Ну, казалось бы, что особенного: сидит мальчишка, болтает про какие-то дорожки, а всем нам хорошо, все мы улыбаемся, будто сама радость в дом вошла и с нами за одним столом сидит. Давно еще кто-то сказал: «Дом без детей — сирота».
Семьи, не имеющие детей, сами же себя обделяют, если не сказать, обкрадывают. Да и какая это семья, если в ней нет детей!.. А у нас с Маринкой детей все еще нет…
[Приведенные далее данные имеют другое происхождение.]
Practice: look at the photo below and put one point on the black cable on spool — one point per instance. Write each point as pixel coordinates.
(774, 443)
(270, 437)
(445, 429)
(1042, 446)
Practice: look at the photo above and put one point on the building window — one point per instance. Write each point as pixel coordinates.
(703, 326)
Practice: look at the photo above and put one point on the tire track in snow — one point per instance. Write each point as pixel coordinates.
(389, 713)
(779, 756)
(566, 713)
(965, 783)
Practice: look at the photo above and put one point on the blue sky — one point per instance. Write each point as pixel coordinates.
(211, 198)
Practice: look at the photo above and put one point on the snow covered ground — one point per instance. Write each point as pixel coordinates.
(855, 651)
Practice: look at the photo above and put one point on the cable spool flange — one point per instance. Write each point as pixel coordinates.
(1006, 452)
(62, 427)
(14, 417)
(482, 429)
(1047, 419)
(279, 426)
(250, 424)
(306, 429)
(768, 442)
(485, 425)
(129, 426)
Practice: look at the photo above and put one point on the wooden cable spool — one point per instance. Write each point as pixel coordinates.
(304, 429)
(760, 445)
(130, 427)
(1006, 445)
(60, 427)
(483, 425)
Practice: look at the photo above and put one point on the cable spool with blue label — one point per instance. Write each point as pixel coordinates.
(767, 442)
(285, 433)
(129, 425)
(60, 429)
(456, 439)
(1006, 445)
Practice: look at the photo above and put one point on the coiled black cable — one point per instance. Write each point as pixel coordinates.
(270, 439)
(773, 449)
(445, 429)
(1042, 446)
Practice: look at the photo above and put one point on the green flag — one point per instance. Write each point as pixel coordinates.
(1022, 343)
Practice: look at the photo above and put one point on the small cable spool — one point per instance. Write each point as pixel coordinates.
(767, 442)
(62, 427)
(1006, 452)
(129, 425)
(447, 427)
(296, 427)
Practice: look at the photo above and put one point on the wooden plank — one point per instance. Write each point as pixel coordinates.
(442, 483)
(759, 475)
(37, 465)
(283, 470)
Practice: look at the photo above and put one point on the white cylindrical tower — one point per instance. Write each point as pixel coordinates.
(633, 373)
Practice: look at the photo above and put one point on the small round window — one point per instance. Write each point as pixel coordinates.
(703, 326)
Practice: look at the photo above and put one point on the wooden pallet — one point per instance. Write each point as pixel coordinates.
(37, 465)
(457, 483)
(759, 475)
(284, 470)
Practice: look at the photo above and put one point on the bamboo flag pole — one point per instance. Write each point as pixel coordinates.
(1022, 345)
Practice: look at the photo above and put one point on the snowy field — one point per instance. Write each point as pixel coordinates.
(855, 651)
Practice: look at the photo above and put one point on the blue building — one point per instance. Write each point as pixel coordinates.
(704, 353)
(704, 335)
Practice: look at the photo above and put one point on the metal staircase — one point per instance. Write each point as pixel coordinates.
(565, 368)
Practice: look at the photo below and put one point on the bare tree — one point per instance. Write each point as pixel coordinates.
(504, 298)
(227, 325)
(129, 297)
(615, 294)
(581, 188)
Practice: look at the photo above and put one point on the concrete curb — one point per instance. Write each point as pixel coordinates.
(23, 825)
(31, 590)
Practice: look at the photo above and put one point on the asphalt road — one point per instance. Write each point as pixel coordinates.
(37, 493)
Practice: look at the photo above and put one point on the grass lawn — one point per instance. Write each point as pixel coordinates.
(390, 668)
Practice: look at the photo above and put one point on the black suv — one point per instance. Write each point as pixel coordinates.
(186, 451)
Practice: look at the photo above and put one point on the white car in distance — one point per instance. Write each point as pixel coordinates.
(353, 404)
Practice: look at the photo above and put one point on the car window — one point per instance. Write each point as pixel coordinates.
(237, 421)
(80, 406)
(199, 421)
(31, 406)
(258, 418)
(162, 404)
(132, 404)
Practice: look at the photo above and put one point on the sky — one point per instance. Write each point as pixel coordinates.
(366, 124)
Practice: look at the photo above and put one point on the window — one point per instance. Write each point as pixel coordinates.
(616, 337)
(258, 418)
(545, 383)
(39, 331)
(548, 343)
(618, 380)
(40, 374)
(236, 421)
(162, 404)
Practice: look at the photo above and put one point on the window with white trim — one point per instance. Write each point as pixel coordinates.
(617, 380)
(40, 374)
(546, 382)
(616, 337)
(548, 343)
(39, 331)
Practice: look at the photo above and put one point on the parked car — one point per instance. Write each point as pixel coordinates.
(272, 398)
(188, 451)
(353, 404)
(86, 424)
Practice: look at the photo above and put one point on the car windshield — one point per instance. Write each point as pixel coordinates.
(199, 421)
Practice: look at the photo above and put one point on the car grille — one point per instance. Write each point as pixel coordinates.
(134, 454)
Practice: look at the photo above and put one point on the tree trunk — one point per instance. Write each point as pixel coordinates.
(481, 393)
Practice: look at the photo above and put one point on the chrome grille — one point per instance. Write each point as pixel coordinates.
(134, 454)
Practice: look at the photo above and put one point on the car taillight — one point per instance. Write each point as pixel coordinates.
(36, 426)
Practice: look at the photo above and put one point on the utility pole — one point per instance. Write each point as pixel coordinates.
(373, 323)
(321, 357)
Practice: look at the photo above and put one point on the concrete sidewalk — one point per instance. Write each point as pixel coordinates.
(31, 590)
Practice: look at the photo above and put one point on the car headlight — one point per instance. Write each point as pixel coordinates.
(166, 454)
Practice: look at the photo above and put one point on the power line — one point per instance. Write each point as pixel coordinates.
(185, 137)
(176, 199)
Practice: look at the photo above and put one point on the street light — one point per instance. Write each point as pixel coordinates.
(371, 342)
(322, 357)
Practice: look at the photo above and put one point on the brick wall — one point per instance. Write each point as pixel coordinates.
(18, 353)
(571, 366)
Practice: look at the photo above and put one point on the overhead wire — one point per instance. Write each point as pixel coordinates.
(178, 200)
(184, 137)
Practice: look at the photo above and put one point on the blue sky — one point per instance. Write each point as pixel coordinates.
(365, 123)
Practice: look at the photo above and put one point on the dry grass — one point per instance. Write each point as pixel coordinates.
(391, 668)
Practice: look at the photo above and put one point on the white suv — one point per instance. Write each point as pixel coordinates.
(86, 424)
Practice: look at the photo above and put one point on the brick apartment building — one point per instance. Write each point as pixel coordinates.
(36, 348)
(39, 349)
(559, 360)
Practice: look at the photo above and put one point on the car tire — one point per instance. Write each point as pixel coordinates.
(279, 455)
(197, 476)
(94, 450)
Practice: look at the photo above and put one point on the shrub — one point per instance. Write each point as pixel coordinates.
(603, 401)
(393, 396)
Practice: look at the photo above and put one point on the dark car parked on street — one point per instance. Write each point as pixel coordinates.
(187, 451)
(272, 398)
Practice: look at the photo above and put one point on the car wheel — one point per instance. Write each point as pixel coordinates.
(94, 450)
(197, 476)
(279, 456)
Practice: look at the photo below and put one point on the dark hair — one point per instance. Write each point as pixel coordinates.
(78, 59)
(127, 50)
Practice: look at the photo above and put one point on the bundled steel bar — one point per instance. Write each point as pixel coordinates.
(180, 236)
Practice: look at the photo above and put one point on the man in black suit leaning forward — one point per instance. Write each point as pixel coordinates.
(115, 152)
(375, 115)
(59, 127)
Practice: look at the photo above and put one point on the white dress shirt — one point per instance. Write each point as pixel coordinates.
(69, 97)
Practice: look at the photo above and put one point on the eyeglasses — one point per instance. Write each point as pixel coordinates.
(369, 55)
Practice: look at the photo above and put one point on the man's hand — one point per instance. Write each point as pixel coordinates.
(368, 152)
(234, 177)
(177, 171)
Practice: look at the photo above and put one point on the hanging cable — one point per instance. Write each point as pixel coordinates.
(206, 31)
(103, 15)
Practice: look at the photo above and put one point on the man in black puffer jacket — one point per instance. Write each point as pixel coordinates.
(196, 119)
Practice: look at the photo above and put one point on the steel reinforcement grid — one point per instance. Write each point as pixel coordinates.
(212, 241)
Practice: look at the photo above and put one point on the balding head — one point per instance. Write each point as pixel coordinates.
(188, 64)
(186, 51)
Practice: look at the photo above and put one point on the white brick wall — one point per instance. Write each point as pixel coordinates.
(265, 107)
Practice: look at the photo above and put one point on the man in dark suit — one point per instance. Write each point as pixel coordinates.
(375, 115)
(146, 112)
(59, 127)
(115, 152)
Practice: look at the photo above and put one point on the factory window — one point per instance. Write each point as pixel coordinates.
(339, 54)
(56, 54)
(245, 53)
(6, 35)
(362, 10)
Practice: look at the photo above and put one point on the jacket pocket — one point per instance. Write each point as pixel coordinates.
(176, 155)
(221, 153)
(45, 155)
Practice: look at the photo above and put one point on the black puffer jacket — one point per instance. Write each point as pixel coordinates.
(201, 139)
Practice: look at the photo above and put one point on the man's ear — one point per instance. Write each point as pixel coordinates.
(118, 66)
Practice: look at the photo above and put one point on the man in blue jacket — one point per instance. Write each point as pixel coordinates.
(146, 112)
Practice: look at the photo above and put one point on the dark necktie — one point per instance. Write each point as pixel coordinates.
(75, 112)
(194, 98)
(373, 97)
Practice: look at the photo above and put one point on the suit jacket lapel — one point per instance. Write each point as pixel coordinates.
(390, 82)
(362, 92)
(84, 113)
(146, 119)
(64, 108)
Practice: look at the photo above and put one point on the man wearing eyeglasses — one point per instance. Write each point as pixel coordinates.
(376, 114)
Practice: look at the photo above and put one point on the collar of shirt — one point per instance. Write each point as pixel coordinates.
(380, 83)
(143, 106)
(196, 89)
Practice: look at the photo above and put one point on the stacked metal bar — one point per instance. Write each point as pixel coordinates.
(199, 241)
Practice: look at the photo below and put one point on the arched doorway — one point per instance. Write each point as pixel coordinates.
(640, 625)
— Хороший парень у вас, — тихонько сказал я Владимиру.
— Девчонку бы еще, тогда бы и совсем хорошо… Правда, хлопотно с ними. Хороший парень этот не дал ей доучиться, — Владимир кивнул в сторону кухни, куда вышла зачем-то Валя. — Дело оборачивалось так, что или мне или ей оставлять учебу. Ну, и вот… Словом, Валя настояла, чтобы я кончал, тебе, мол, только один год остается…
Маринка рассудила по-другому. Она сказала, когда мы поженились, что не хочет ради ребенка жертвовать своим призванием. Вот когда у каждого из нас будет хоть какое-то имя, положение, тогда…
Спать меня положили на диване в комнате Владимира.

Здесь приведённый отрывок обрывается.